Examining these definitions, it’s easy to see why the discourse gets so locked up. Often, when two people are discussing freedom, much like the word respect, they’re arguing between the freedom of or to do something versus the freedom from having to deal with said thing.

Thus, a member of the Christian hegemony can argue that their freedom of religion is being repressed, when truly what they’re saying is that they wish to guarantee their freedom from having to deal with conflicting beliefs or people who do not live lifestyles in accordance with their beliefs.

Often, in law, a term will be defined at the beginning of a legal statement for the express purpose of making sure there’s as little grey area as possible in interpreting the law. I believe this is a good part of what’s missing from our current discourse on freedom.
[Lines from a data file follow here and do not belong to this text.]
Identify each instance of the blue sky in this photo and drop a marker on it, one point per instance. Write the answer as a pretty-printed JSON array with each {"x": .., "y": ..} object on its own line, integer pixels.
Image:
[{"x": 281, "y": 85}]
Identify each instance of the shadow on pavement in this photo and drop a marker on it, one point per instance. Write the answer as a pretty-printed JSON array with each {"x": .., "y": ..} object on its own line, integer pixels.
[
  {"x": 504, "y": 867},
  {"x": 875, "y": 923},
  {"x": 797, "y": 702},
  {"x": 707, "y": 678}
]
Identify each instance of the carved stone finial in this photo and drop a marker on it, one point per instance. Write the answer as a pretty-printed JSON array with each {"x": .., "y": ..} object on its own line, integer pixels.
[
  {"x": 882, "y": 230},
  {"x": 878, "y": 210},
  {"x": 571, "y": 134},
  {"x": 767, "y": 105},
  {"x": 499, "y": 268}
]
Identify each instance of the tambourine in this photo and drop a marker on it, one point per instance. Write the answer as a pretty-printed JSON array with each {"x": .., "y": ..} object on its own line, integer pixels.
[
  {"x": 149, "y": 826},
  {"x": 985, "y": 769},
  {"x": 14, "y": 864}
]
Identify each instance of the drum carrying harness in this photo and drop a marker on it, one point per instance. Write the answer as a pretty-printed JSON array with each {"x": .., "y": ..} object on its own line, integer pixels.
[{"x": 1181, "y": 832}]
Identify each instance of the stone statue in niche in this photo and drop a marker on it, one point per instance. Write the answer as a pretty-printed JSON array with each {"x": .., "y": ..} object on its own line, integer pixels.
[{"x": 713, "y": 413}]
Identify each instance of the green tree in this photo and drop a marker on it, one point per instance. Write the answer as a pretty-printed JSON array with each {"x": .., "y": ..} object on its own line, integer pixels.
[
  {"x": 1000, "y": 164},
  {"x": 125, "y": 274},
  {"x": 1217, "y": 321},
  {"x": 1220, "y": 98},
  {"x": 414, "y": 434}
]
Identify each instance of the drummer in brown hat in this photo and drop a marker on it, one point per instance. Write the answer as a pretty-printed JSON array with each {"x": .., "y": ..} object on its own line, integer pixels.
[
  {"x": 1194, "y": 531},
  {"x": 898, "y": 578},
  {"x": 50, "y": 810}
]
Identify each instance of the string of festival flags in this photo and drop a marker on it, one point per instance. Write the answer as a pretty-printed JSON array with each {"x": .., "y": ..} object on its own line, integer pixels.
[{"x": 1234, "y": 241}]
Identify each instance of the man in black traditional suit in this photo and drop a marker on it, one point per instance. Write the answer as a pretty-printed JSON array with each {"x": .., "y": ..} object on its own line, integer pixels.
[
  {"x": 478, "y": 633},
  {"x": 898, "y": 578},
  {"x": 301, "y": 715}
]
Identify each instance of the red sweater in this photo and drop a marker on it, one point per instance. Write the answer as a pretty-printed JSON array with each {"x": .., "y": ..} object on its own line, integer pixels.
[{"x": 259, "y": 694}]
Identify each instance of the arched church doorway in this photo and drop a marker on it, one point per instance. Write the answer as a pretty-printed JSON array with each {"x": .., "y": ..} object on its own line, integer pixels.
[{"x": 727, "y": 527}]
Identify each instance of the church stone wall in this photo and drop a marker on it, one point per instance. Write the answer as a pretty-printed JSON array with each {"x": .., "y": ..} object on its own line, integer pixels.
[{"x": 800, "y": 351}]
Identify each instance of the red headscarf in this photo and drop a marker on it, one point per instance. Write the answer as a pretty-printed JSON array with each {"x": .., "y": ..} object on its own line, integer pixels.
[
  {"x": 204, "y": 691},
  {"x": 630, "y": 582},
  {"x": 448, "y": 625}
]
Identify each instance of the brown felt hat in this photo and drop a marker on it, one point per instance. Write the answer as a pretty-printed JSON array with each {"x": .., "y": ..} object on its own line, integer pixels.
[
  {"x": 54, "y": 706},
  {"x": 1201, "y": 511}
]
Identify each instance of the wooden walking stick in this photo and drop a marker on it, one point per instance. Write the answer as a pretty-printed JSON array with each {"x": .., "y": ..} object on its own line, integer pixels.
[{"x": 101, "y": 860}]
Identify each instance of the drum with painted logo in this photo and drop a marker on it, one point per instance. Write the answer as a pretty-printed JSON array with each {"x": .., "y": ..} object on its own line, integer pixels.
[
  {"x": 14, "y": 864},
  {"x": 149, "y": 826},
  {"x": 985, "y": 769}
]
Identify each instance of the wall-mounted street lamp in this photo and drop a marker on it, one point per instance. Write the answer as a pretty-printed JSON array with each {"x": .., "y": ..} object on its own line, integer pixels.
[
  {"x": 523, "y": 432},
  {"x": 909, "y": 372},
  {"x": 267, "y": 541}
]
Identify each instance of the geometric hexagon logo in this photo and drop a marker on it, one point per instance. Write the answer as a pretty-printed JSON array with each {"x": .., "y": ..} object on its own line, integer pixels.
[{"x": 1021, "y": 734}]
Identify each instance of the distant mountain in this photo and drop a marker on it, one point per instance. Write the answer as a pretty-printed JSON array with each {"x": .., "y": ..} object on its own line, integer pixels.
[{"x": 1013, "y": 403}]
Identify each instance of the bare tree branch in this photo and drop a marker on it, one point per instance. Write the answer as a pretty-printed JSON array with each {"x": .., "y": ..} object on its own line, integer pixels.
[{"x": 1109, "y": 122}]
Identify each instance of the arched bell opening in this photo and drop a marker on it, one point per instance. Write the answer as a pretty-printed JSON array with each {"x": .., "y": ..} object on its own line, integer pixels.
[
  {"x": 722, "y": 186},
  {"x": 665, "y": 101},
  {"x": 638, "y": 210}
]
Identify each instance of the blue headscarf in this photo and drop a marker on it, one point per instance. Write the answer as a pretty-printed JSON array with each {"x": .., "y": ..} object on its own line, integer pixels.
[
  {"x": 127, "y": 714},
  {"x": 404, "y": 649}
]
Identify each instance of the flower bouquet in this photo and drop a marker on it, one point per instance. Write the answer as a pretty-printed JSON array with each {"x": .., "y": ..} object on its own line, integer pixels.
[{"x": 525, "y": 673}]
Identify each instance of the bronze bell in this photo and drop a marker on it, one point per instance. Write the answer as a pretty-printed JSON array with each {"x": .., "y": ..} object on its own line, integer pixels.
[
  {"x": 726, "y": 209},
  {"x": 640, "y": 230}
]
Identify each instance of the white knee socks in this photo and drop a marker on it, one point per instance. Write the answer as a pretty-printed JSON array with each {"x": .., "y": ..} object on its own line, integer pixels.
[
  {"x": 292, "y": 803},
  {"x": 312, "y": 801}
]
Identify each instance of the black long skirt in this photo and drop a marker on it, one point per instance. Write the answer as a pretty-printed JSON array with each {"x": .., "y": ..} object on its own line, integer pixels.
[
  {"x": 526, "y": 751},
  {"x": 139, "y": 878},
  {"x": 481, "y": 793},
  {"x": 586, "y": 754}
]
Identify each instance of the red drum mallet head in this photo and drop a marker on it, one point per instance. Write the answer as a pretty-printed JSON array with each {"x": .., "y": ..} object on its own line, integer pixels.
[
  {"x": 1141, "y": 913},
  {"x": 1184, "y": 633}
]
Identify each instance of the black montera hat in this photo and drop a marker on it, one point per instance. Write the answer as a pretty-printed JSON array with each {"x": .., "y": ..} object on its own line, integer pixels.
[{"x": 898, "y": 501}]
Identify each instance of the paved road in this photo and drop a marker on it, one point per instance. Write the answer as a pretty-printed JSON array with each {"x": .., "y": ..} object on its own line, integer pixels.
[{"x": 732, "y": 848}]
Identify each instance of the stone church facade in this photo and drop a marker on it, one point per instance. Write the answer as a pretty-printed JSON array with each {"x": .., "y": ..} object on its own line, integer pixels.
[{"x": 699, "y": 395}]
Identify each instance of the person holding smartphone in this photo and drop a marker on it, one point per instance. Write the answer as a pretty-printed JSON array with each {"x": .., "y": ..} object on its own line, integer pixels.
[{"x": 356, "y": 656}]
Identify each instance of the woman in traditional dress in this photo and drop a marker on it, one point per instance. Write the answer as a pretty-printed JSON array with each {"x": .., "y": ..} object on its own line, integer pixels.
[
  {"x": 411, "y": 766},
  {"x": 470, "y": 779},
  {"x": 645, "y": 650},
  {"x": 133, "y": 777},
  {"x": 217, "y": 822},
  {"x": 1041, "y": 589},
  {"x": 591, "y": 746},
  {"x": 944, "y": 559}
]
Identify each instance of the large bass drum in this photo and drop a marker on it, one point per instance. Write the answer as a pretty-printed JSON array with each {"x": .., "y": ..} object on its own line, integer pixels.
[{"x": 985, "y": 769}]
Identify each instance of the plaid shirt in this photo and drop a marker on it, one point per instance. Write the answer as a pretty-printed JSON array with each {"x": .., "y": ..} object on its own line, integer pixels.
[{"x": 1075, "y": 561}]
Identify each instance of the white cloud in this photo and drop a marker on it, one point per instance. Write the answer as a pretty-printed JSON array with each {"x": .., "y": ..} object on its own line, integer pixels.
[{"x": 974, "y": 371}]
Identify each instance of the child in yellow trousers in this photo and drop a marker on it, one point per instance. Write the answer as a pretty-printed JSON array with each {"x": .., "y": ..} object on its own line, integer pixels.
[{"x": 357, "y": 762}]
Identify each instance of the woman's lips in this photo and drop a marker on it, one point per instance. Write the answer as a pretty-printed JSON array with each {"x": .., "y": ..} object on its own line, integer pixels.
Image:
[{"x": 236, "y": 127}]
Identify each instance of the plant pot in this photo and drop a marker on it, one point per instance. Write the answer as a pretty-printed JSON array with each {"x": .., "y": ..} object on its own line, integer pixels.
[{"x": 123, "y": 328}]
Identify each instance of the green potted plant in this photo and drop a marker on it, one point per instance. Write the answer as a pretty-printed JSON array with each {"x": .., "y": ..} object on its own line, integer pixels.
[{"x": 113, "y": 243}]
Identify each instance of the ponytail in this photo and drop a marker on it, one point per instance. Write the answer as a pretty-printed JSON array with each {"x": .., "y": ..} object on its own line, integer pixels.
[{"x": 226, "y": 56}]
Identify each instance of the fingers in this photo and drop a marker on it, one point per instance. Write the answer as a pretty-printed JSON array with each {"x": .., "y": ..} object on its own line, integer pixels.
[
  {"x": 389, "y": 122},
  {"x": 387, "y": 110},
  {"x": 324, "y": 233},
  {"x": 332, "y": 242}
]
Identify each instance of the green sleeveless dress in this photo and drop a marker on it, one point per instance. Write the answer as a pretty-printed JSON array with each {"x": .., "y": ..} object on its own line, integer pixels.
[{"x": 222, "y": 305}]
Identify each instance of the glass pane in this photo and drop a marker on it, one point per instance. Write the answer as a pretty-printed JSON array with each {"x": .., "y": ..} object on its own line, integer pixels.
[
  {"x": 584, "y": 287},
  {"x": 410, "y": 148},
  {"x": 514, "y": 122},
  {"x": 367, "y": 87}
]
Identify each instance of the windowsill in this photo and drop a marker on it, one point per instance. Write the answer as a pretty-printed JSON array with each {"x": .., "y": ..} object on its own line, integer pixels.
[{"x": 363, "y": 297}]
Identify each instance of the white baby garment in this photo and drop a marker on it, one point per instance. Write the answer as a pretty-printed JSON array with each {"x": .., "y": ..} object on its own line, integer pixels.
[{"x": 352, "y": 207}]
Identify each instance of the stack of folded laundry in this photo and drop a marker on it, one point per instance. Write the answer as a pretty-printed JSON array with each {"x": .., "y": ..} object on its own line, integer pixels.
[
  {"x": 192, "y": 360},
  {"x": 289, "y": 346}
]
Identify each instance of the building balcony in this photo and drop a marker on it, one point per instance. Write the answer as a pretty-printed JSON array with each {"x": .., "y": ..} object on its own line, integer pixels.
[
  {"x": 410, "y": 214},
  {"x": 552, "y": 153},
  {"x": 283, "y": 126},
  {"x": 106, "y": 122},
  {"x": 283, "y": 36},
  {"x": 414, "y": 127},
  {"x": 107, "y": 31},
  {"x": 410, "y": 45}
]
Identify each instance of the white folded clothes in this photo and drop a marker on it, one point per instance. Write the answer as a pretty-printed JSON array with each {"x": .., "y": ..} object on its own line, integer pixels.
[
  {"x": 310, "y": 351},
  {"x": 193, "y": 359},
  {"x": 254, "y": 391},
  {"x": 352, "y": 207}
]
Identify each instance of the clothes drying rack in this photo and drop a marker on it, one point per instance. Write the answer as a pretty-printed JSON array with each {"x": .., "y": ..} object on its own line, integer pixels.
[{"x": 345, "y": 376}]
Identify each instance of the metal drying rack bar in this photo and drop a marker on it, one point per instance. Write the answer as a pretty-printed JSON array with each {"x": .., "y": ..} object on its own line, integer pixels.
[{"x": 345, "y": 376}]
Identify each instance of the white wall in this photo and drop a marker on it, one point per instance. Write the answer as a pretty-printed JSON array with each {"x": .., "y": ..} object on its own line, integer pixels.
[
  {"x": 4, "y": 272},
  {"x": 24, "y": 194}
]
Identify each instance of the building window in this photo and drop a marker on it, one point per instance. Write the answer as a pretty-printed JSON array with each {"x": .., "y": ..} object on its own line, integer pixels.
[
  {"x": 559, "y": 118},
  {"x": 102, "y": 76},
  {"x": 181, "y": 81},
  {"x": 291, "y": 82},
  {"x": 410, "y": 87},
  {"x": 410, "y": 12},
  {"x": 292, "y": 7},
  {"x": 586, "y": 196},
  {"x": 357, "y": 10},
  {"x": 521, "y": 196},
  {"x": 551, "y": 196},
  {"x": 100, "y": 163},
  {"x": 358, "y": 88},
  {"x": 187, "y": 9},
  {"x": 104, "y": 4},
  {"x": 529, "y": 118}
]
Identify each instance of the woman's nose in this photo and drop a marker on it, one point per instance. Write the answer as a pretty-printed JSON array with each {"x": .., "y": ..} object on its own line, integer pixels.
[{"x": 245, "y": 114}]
Defining the term at the beginning of a discussion, as freedom of or freedom from, and then proceeding is the easiest way to find a middle ground, if that’s what one is interested in.

That said, I don’t believe freedom of necessarily trumps freedom from. Your freedom of expression should not allow you to incite violence against me, and in most cases the laws agree with me. But when it comes to discussing things like hate speech, discrimination in the workplace (especially in areas which, for example, may only have one bakery that happens to be owned by a fundamentalist Christian who happens to disagree with a patron’s desire to have a wedding cake baked for their gay wedding) and discrimination against women in health care, it’s nearly impossible to reason with the side that argues their freedom from trumps the freedom of pursuing happiness for the people they desire to discriminate against.

Our Constitution was a fantastic document for the men who wrote it, but from the beginning left out rights for indigenous peoples like my ancestors, people without enough wealth to own land, people who identified as women, and people with more melanin than the average European. As such, as much as we like to think it’s the gold standard for the values in this country, it’s hard to argue that it can stand on its own when discussing where the law should protect members of society versus where cultural pressure is the only way to change things.

The womxn’s marches, Black Lives Matter, Free Puerto Rico, and the gay rights movements have all proven those holes need to be filled. And in the end, social pressure hasn’t been enough to change everything. The Supreme Court had to step in and force domestic partnerships and homosexual marriages to be recognized on a federal, and therefore EVERY state, level. The freedom of gay men and women to marry trumped the freedom Christians desired from having to deal with the paperwork such marriages generate.

The freedom of speech does not trump freedom from oppression. And when one digs deeper, into the rights of transgenders to change the sex on their birth certificates or the freedom legal medical marijuana patients seek from government monitoring on a patient list, it’s easy to see why these terms can easily become drowned in the mix.

Ultimately, freedom can never be absolute, or there would be no society. Denigrating terms harm people for generations.

Respect is often as nebulous as freedom when one attempts to define it, but it’s usually meant in one of two ways: being treated like a person, and being treated like an authority. Often those who demand respect before they will grant it mean they won’t treat another human like a person until that human sees them as an authority.

The respect most of us seek in this discourse is the freedom to be treated as a human being, and the restriction of the “freedom” others perceive as their right not to do so. The majority of the proponents of freedom from restriction desire for their belief structures to be respected as authorities, so that minority groups lose their respect as humans.

Many readers will dismiss this assessment as liberal drivel, but I hope those who don’t, those on the conservative spectrum and in the centrist aisle can see what I mean. When one discusses freedom or respect, it’s important to understand denotatively what each party means before the discussion can continue.